The most expansive vision is a universal basic income, as 2020 presidential candidate Andrew Yang has called for giving it to every adult in the United States. $1,000 a month (plus rising cost of living) regardless of income. In Altman’s 2016 blog postHe called for giving people “enough money to live on.”

But thinking about basic income has changed dramatically. A series of recent experiments and proposals for some kind of national policy are much more limited and aimed at low-income households.

“I hope that through this research and others, people will understand that guaranteed income alone is not effective,” said Chris Hughes, co-founder of Facebook.

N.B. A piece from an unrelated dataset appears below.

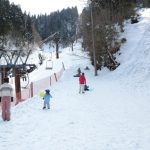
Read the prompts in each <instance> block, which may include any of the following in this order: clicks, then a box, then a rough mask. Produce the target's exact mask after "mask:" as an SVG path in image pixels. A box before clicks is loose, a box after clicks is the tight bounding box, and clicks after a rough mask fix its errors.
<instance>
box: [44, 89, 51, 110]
mask: <svg viewBox="0 0 150 150" xmlns="http://www.w3.org/2000/svg"><path fill="white" fill-rule="evenodd" d="M51 98H52V96H51V94H50V90H49V89H47V90H45V95H44V97H43V99H44V107H43V109H45V108H46V106H47V108H48V109H50V99H51Z"/></svg>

He also co-founded the Economic Security Project, which advocates for basic income. But Hughes said it’s no magic bullet—$500 or $1,000 a month isn’t enough to overcome skyrocketing housing, health care, education, and child care costs. But he said a growing body of research, as well as pandemic payments, proves that a small amount of money can help families stay afloat.

“I think a great place to start would be to have a guaranteed income when things get tough,” he says. To that end, Hughes suggests automatic payment can occur when high unemployment signals a recession.

But making untied cash a national policy would face strong opposition. Some states even banned it.

“Contributing to society through the labor market…is a more promising system than one where the poor just get checks from the government,” said economist Michael Strain of the American Enterprise Institute.

While research so far shows limited impact on employment, Strain worries that a fixed basic income program would exacerbate long-term declines in employment rates for some groups.

A better idea, he says, would be to significantly increase tax credits for low-income workers. Say, for example, someone loses a $40,000-a-year job to automation, and the only other job they can find pays $25,000. “What if we lived in a world where the government handed you $15,000?” Strain says. “You only get it if you take the job. But the government tries to, you know, subsidize enough to make it worth your while.”

For the record, neither Strain nor Hughes are overly concerned about mass job losses due to technologies like AI. They say history shows that over time, new technologies create new types of jobs. But they agree that as jobs become more precarious, struggling American families need more help, one way or another.